Figure 5a and 5b show the DSC data for pure SDS with that for PFB:F8BT nanoparticles for a sequence of temperature ramps. A comparison of the data shows that the response at 110°C in the DSC signal for PFB:F8BT nanoparticles arises from an exothermic transition of the SDS molecules that occurs just below the annealing temperature and is characteristic of the known "chain-melting" transition from a crystalline phase to a disordered phase in dehydrated SDS (Journal of Colloid and Interface Science, 131, 112 (1989)). Once this phase transition has occurred, a reversible DSC response then appears at ~80°C for the nanoparticles and ~90°C for the pure SDS. These temperatures correspond to a complex region of the SDS phase diagram where high purity SDS is converted between lamellar and crystalline phases (Journal of Colloid and Interface Science, 131, 112 (1989). Moreover, TGA analysis (Figure 5c) shows no evidence of any mass loss of the particles. As such, the DSC data is consistent with the irreversible loss of crystalline SDS from the nanoparticulate film surface and the formation of a less ordered SDS phase within the bulk film.

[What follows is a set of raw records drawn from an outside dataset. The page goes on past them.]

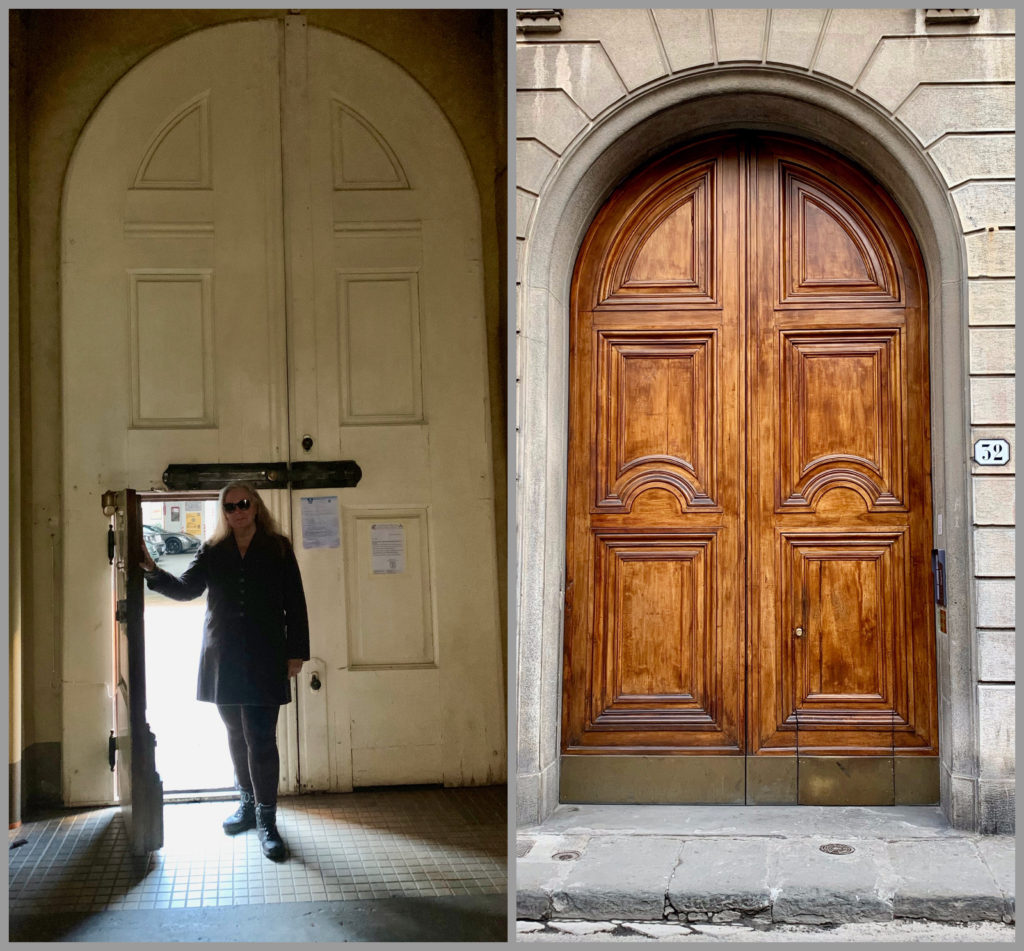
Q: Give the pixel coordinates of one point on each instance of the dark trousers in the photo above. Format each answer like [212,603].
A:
[253,742]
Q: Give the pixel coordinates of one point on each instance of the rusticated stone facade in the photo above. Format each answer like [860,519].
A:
[922,98]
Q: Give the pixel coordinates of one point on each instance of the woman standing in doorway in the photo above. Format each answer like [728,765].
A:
[255,638]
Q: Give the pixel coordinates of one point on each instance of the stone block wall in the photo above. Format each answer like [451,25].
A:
[945,81]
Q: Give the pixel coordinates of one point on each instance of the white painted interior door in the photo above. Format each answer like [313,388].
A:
[182,230]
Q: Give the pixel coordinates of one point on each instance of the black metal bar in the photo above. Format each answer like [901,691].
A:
[217,475]
[340,474]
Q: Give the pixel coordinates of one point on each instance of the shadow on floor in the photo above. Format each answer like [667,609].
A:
[481,917]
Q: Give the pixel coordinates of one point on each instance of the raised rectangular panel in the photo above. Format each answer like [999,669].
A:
[162,213]
[841,419]
[655,653]
[171,321]
[847,594]
[370,245]
[655,407]
[379,342]
[390,617]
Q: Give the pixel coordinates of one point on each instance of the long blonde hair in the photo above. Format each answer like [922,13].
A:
[265,522]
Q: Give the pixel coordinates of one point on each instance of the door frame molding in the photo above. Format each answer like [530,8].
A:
[628,136]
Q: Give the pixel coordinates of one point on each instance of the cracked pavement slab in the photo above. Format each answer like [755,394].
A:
[899,931]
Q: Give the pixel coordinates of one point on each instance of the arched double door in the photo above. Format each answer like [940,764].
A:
[749,600]
[271,256]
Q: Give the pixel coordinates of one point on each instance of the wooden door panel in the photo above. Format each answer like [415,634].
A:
[655,654]
[749,456]
[666,248]
[841,398]
[835,252]
[840,502]
[655,403]
[653,645]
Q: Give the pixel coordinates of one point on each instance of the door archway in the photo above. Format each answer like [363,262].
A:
[270,252]
[749,498]
[591,167]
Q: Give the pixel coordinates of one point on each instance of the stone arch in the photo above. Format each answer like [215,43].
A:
[626,136]
[444,215]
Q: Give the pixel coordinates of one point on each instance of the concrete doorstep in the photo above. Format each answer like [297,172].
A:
[781,875]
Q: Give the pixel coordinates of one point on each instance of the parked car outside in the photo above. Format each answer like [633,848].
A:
[175,542]
[154,545]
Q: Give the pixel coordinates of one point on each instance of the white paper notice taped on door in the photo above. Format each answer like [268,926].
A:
[320,521]
[387,548]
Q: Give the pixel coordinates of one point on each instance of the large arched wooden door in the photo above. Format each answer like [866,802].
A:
[749,609]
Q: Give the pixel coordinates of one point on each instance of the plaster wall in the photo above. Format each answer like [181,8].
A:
[69,60]
[928,107]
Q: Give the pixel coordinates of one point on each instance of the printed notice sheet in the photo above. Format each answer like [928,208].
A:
[387,548]
[320,521]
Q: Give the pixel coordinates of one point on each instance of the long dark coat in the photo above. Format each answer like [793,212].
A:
[255,618]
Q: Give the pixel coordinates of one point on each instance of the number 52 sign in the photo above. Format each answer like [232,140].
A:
[991,451]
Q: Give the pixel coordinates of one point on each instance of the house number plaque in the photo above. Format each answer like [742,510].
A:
[991,451]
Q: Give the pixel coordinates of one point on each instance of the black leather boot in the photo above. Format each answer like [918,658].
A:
[244,817]
[266,828]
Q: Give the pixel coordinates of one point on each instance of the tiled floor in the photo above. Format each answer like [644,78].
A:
[365,845]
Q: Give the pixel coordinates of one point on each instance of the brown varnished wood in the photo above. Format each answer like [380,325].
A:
[840,488]
[749,454]
[654,609]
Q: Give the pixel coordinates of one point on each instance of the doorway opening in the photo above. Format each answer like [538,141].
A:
[192,749]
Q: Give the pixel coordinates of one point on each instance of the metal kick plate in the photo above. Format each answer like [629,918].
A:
[777,780]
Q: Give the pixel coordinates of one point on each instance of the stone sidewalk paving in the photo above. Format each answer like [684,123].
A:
[724,864]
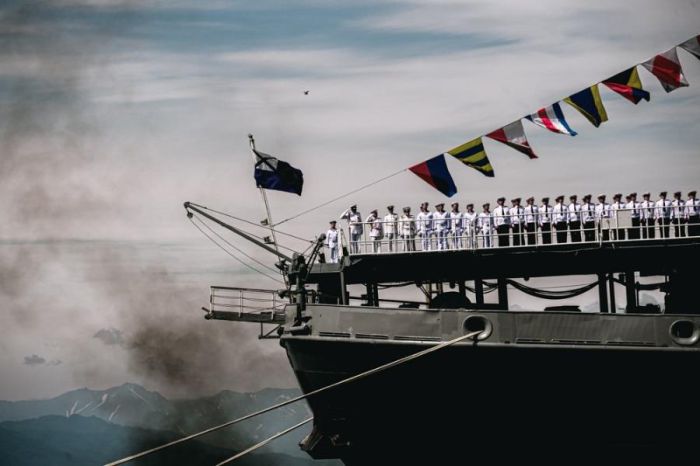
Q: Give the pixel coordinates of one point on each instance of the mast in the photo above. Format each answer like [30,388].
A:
[251,141]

Figure 5d shows the X-ray reflectometry (XRR) data for a monolayer of unannealed and annealed PFB:F8BT nanoparticle films. The layer thicknesses measured from the low qz oscillation period (Figure 5e) are 74.5nm and 62.6 nm for the unannealed and annealed nanoparticulate films respectively and are in good agreement with those obtained by profilometry and confirm the earlier observation that the film thickness decreases slightly upon annealing. The key feature of the XRR data is the observation of a broad feature superposed with sharper diffraction peaks in the unannealed sample that vanish upon annealing. The position of these diffraction peaks indicates a vertical lattice spacing of 3.9 nm, which corresponds to the known unit cell distance of crystalline SDS (Journal of Colloid and Interface Science, 131, 112 (1989)). Indeed, AFM data (Figure 5f) and the optical microscopy data (Figure 2c) suggest the presence of isolated SDS crystallites on the unannealed nanoparticulate film surface. Although AFM indicates that some crystallites are still present on the post-annealed film surface, the loss of diffraction peaks in the XRR data coupled with the change in contact angle demonstrates that SDS is overwhelmingly lost from the surface upon annealing. In addition, both the XRR and DSC data indicate that the polymer phase is primarily amorphous. This suggests a model for the unannealed film consisting of amorphous polymer nanoparticles surrounded by SDS and with crystallites of
free SDS on the film surface. Upon annealing, the SDS undergoes chain-melting, becomes mobile and is lost from the film surface.
Conclusion
Devices have been fabricated from polymer nanoparticles and have demonstrated the highest power conversion efficiencies yet observed for these materials. This high performance is made possible through control of the surface energies of the individual components in the polymer nanoparticle and the post-deposition processing of the polymer nanoparticle layers. In particular, it has been shown that with careful annealing, the surfactant layer is removed from the outermost surface of the polymer nanoparticle thus providing an unhindered pathway for inter-particle charge transport. In contrast with previous work, it has been demonstrated that it is possible to fabricate nanoparticle OPV devices that are more efficient than the standard blend devices. This improvement is achieved through: (1) successful migration of surfactant away from the particle interface, (2) creation of core-shell nanoparticles with a composition that enables effective electron and hole transport, and (3) optimization of polymer domain size to maximize both charge separation and transport. The results demonstrate that the nanoparticle approach provides a level of control over the nanomorphology of the device that is simply not achievable by simple blending of bulk materials.
Those skilled in the art will appreciate that the invention described herein is susceptible to variations and modifications other than those specifically described. It is to be understood that the invention includes all such variations and modifications.